The Untold Story of Nixon and The $35 Gold Peg
The comments below are an edited and abridged synopsis of an article by Mark J. Lundeen
The current mismatch between price and risk in the bond market is a perfect setup for gold and silver to go to levels few people would believe possible. Before the coming bull market in gold and silver concludes, we’ll see gold trading far above $30,000 and silver well above $3,000. How is that possible? The US dollar is the plaything of Washington and Wall Street. Before they are through with it, they will render it worthless. Then, no one will exchange an ounce of gold or silver for any amount of dollars.
How is gold doing in the global market place? Since January 2001, not bad. Considering the thousands of tons of paper gold sold in the futures market at the COMEX (promises to deliver tons of metal that are never kept) their performances are good.
Gold looks good in its bear’s eye view (BEV) chart line, too. It has cleared a rising trend line and is about to break above its BEV -30% line. Of interest is gold’s BEV -27.5% line ($1,360); since August 2013, this line has become the line-of-death for the gold market. Six years of seeing any advance in the price of gold stopped dead on any attempt to rise above it.
What we’d like to see is gold breaking above its BEV chart -27.5% line, and then take out its BEV -25% line ($1,416) soon after.
Gold’s step sum chart is excellent. It has broken above a line of resistance. Since January 1, the gold price has advanced about $50 as the step sum has done nothing, trending sideways for the past six weeks. That’s constructive market action for the bulls, seeing gold climbing a wall of worry.
At present, gold and silver markets have low volatility. While a positive for the stock market, it’s a negative for precious metals markets. We’ll know when the monetary metals are on the move, because daily volatility in the metals will demand everyone’s attention.
With gold and silver, an increase in volatility also occurs on market declines. However, gold is coming off a correction (December 2015), and Lundeen expects the next big move will be to the upside. We’ll be able to identify precisely when it begins, when after a pause of over two years we see daily moves of +/- 3%.
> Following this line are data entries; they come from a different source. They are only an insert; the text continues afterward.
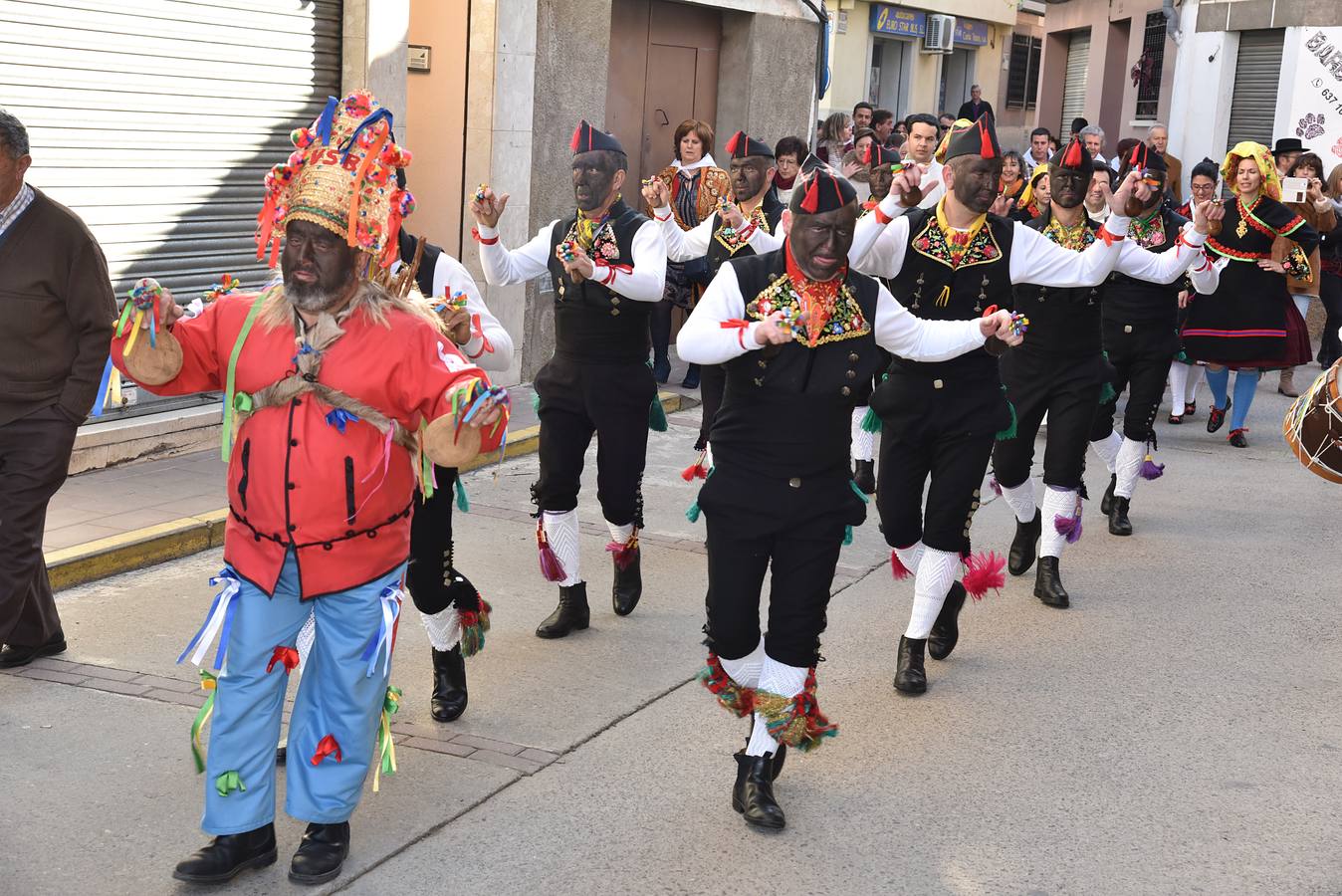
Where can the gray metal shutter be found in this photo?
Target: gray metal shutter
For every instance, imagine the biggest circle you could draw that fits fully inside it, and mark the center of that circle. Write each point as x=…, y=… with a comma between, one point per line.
x=157, y=119
x=1074, y=86
x=1256, y=74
This is the lowest volatility since the 2001 start of the current bull market, which is why precious metals have so few followers. This isn’t necessarily a bad thing – if you’re buying and have the self-discipline to hold your position until the market turns.
It’s not hard predicting what comes next: the 2020s will be the decade when gold, silver and commodities see a monster bull market as everything financial begins to deflate.
Many people will suffer from the coming deflationary bear market in financial assets. Take steps to protect yourself by acquiring some gold and silver. Just buy it, and forget about it. Someday you’ll be glad you did.